There is a vast body of research showing that vaccines strongly reduce the risk of COVID-19. However, less is known about the influence of vaccination on the transmission of the virus in high-risk environments, such as within families.
‘COVID-19 vaccination is not only for individual protection but also for reducing transmission within families.’
To investigate this, a nationwide, registry-based study was conducted with data of more than 1.8 million individuals from more than 800,000 families.

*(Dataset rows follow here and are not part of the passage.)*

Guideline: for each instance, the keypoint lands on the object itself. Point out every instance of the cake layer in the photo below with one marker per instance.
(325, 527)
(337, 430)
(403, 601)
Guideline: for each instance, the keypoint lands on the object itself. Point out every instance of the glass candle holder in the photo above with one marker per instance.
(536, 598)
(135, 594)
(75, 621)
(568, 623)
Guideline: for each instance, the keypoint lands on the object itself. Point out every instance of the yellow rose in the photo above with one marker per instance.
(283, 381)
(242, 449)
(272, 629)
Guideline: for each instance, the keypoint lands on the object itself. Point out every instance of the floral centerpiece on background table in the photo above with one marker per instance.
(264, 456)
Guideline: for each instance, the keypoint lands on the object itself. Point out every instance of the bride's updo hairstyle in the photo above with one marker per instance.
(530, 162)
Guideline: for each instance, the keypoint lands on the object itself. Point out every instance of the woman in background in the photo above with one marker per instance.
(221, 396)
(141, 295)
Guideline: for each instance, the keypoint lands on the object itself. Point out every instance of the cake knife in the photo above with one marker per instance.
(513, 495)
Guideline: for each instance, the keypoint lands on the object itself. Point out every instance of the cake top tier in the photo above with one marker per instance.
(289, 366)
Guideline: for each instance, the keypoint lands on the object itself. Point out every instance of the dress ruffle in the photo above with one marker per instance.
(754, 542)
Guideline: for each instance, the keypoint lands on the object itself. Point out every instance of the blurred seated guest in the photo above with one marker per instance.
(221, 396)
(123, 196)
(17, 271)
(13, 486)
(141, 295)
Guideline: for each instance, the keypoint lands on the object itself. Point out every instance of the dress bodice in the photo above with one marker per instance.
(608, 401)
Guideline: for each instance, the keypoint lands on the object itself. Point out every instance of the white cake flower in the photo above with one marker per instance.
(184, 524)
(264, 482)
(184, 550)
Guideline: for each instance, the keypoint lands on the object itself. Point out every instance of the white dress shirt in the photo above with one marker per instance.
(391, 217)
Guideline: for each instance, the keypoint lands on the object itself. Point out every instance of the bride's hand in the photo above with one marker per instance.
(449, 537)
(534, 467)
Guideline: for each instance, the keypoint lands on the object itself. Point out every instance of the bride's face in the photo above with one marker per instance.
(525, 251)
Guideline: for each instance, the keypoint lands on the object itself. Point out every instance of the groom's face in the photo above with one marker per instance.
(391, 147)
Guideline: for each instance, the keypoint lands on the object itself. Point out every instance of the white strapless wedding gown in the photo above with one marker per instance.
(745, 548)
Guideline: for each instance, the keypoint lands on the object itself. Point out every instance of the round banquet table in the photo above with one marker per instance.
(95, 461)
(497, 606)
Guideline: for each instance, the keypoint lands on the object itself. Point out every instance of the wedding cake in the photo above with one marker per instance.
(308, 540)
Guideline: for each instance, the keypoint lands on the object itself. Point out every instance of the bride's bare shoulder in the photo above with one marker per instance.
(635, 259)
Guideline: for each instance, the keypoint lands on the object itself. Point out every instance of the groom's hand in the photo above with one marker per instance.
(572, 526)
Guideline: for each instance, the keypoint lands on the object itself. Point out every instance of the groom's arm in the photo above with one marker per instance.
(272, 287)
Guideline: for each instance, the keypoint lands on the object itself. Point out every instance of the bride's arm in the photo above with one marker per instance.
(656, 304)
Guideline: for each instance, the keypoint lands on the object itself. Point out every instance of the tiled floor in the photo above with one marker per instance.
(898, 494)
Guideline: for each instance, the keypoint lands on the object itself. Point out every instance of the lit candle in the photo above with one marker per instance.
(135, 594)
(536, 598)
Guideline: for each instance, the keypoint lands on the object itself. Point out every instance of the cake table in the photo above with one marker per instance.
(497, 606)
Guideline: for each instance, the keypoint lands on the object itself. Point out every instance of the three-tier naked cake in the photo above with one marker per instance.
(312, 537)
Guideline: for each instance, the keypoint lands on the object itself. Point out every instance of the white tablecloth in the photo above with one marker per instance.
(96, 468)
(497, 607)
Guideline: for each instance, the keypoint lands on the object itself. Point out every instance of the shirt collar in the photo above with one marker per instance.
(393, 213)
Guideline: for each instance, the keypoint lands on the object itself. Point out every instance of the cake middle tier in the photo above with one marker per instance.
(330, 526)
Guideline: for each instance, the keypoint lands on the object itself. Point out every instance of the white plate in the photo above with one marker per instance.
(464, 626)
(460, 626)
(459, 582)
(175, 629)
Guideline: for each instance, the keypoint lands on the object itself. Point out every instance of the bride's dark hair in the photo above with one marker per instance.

The study is published in JAMA Internal Medicine.
The researcher's combined registry data from the Public Health Agency of Sweden, the National Board of Health and Welfare, and Statistics Sweden, which is the government agency that oversees statistical data.
Researchers quantified the association between the number of family members with immunity against COVID-19 and the risk of infection and hospitalization in nonimmune individuals.
They accounted for differences in age, socioeconomic status, clustering within families, and several diagnoses previously identified as risk factors for COVID-19 in the Swedish population.
They found that there was a dose-response association between the number of immune individuals in each family and the risk of infection and hospitalization in non-immune family members.
The non-immune family members had a 45 to 97 percent lower risk of infection and hospitalization, as the number of immune family members increased.
This finding shows that vaccination helps not only to reduce the individual's risk of becoming infected, but also reduces transmission, which in turn minimizes not only the risk that more people become critically il, but also that new problematic variants emerge and start to take over.